Note on wm.behavior.setMacShowInDockByType: uniquely keyed by window TYPE (not windowId), because Dock visibility is an app-level UI decision — two instances of the same type should contribute identically, and services routinely need to flip the override BEFORE any instance exists (e.g. tray-on-launch calls wm.behavior.setMacShowInDockByType(Main, false) before the first open(Main)). See Platform → Declarative Behavior Layer for semantics.

Consumer Decision Guide

Situation Do
Only want initial state on create Declare in registry behavior.*
Single driver, runtime toggle Use wm.behavior.setHideOnBlur / wm.behavior.setAlwaysOnTop (or window.* if no setter exists)
Multiple independent drivers (pin + auto_close) Compute final target state on the consumer side, then call setters once. Do NOT store intermediate state in WM.
Call-specific options that differ per call Drive directly on BrowserWindow (e.g. SelectionAction's show sequence)

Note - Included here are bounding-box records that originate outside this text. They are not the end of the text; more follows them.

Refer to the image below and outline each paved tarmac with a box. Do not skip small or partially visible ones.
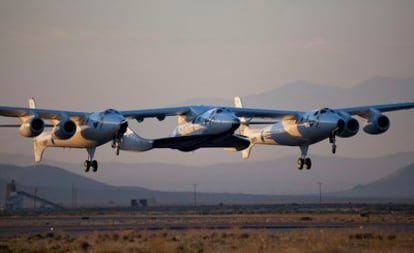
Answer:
[0,215,414,236]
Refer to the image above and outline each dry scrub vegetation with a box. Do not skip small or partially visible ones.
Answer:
[0,228,414,253]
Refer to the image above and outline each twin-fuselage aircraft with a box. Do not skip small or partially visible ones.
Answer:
[0,97,414,172]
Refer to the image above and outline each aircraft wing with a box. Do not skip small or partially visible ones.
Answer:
[153,135,250,151]
[227,107,303,119]
[120,106,191,121]
[120,106,301,121]
[338,102,414,117]
[0,106,88,121]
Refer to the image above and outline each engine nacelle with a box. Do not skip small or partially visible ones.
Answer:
[53,120,76,140]
[336,115,359,138]
[19,117,45,137]
[363,113,390,134]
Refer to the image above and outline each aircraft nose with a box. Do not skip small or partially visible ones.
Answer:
[336,119,345,132]
[230,115,240,132]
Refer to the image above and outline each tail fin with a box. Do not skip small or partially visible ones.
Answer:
[234,96,254,159]
[29,97,36,109]
[234,96,249,135]
[29,97,47,163]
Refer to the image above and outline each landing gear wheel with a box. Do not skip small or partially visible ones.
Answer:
[111,137,121,155]
[83,160,91,172]
[297,158,305,170]
[91,160,98,172]
[305,158,312,170]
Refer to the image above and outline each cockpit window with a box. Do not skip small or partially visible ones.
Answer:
[104,109,115,115]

Type Derivation Convention

  • When Electron exports a named type (e.g. VisibleOnAllWorkspacesOptions), import it directly.
  • When it exposes only an inline union (e.g. the level argument on setAlwaysOnTop), derive via Parameters<BrowserWindow['setAlwaysOnTop']>[1].
  • Never re-declare Electron argument unions by hand.
  • Caveat: if Electron adds method overloads, Parameters<> resolves against the last overload only — re-verify after Electron upgrades.

Electron Edge Cases to Watch

  • setAlwaysOnTop(false, level): level is ignored by Electron when enabled is false. Safe, but document the intent at the call site.
  • setVisibleOnAllWorkspaces: both options (visibleOnFullScreen, skipTransformProcessType) are @platform darwin. Electron silently ignores them elsewhere.
  • Linux / KDE Wayland has a "phantom popup" bug with setVisibleOnAllWorkspaces — see MainWindowService.ts for context. Consumers must guard this platform themselves; WM does not intervene.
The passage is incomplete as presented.